La Corte costituzionale fissa le competenze sulla scuola nel rapporto tra lo Stato e le amministrazioni territoriali. Spiegando che spetta alle regioni, e non allo Stato, “disciplinare l’istituzione di nuove scuole dell’infanzia e di nuove sezioni della scuola dell’infanzia”, nonché la composizione di queste ultime. È lo Stato, invece, a dover stabilire i criteri ai quali devono rispondere l’istituzione e il funzionamento di scuole statali del primo ciclo. La sentenza n. 92 di ieri accoglie parzialmente due ricorsi con cui la Regione Toscana e la Regione Piemonte avevano sollevato conflitto di attribuzione tra poteri nei confronti della presidenza del Consiglio in merito ad alcuni punti del d.P.R. 89/2009, inerente la “revisione dell’assetto ordinamentale, organizzativo e didattico della scuola dell’infanzia e del Primo ciclo di istruzione”. Le due regioni lamentavano la “lesione delle attribuzioni costituzionalmente garantite alle Regioni, in ragione della violazione dagli articoli 117 e 118 della Costituzione, nonché dei principi di leale collaborazione e di sussidiarietà”.
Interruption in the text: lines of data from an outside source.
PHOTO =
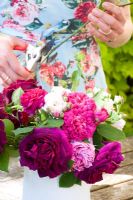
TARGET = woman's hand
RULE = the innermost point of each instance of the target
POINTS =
(10, 68)
(112, 26)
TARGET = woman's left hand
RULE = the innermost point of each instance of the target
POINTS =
(107, 25)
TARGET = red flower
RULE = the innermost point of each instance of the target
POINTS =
(83, 10)
(32, 100)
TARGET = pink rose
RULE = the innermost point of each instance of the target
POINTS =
(83, 155)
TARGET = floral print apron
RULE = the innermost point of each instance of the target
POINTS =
(76, 63)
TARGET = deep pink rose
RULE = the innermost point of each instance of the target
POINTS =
(101, 115)
(2, 136)
(2, 101)
(32, 100)
(46, 150)
(24, 84)
(79, 122)
(83, 155)
(107, 160)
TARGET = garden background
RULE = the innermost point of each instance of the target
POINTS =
(118, 67)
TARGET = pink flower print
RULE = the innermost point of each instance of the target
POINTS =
(24, 11)
(83, 155)
(47, 74)
(10, 23)
(89, 86)
(59, 69)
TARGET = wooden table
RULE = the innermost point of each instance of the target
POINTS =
(120, 185)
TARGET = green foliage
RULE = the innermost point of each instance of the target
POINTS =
(118, 66)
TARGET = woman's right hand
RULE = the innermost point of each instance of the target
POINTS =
(10, 68)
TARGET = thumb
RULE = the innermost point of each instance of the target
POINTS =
(19, 44)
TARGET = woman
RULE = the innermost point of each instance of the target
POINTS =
(24, 21)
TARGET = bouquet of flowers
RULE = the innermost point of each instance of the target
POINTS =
(63, 133)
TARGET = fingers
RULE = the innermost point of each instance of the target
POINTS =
(100, 24)
(108, 19)
(100, 35)
(16, 67)
(115, 10)
(93, 30)
(19, 44)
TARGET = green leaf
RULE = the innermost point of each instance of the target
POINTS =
(109, 132)
(4, 160)
(68, 180)
(70, 164)
(16, 96)
(9, 127)
(23, 131)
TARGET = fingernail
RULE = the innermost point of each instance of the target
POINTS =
(95, 11)
(90, 16)
(106, 4)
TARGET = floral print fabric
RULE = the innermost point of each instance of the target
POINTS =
(76, 63)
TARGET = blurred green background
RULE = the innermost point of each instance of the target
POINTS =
(118, 67)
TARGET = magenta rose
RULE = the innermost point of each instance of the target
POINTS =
(2, 136)
(83, 155)
(107, 160)
(79, 122)
(2, 101)
(46, 150)
(24, 84)
(32, 100)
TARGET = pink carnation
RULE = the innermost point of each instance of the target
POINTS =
(79, 122)
(83, 155)
(32, 100)
(101, 115)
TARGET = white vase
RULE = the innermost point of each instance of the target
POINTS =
(36, 188)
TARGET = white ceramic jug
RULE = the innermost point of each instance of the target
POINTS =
(36, 188)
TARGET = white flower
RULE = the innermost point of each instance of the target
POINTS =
(55, 103)
(60, 90)
(119, 124)
(24, 12)
(118, 99)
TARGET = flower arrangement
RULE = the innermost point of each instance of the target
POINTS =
(63, 133)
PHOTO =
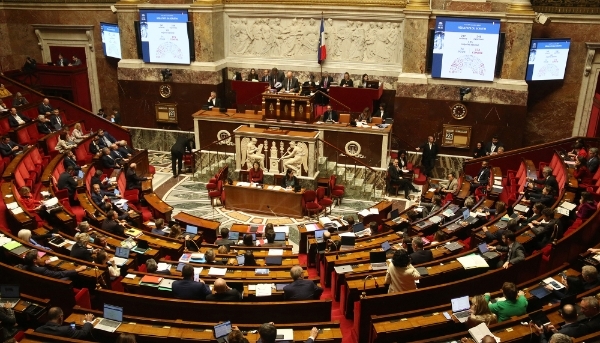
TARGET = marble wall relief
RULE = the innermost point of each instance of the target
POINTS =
(346, 40)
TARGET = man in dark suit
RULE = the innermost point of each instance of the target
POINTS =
(189, 289)
(380, 112)
(71, 161)
(178, 149)
(430, 151)
(223, 292)
(55, 120)
(290, 83)
(213, 101)
(34, 264)
(45, 108)
(514, 249)
(491, 148)
(54, 326)
(66, 181)
(330, 115)
(133, 180)
(16, 119)
(108, 161)
(593, 161)
(224, 240)
(547, 180)
(301, 289)
(43, 125)
(420, 256)
(483, 177)
(111, 224)
(9, 148)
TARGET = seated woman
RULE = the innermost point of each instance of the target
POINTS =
(365, 116)
(480, 313)
(290, 181)
(78, 134)
(255, 174)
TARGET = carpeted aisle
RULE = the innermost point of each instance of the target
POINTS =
(336, 314)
L’istituzione di nuove scuole e di nuove sezioni nelle scuole dell’infanzia già esistenti “attiene in maniera diretta, al dimensionamento della rete scolastica sul territorio”, si legge nella sentenza. Attribuzione che la Consulta, già nel 2009, ha riconosciuto “spettare al legislatore regionale, in quanto non riconducibile all’ambito delle norme generali sull’istruzione”. Dunque, “lo Stato ha invaso la competenza delle ricorrenti sul punto specifico di adattamento della rete scolastica alle esigenze socio-economiche di ciascun territorio regionale”, osservano i giudici della Corte. Sottolineando che, anche in merito alle disposizioni “chiaramente volte ad eliminare o ridurre il disagio dell’utenza del servizio scolastico nei piccoli comuni, con una valutazione che non può prescindere dalle particolari condizioni in cui versano le comunità locali di ridotte dimensioni, perché insediate in territori montani o in piccole isole ovvero comunque in comuni di dimensioni tali da essere privi di strutture educative per la prima infanzia”, è “del tutto ovvio che spetta alle Regioni, nell’esercizio della loro competenza legislativa concorrente in materia di istruzione pubblica, non disgiunta da rilevanti aspetti di competenza regionale, di carattere esclusivo, in tema di servizi sociali, l’adozione di misure volte alla riduzione del disagio di tali particolari utenti del servizio scolastico”. Nella stessa sentenza sono invece state dichiarate infondate le doglianze relative ai criteri per le scuole del primo ciclo: “la disposizione impugnata può essere ricondotta, per il suo contenuto sostanziale, all’attuazione di disposizioni che questa Corte ha riconosciuto come ascrivibili alla materia delle norme generali sull’istruzione, riservata alla competenza legislativa esclusiva dello Stato”.
Sempre in materia di istruzione, va segnalato il lungo capitolo dedicato a questa tematica nel documento per il rilancio dell’Italia presentato ieri dal Pd. Intanto vi si chiede un piano straordinario per l’edilizia scolastica, le cui spese devono essere escluse dal patto di stabilità. Via via sono esaminati poi i singoli gradi dell’istruzione. Si parte dagli asili nido: serve per il Pd un nuovo piano straordinario triennale per l’implementazione del sistema territoriale dei servizi educativi della prima infanzia per raggiungere l’obiettivo del 33% di copertura. Per le elementari, si chiede di estendere il tempo pieno e modulo a 30 ore con le compresenze a tutto il Paese. Il capitolo più corposo riguarda l’università. Tra l’altro, si chiede il finanziamento del Fondo per il merito degli studenti: 10.000 Borse nazionali di merito all’anno da 10.000 euro ciascuna per il sostegno agli studenti meno abbienti e meritevoli.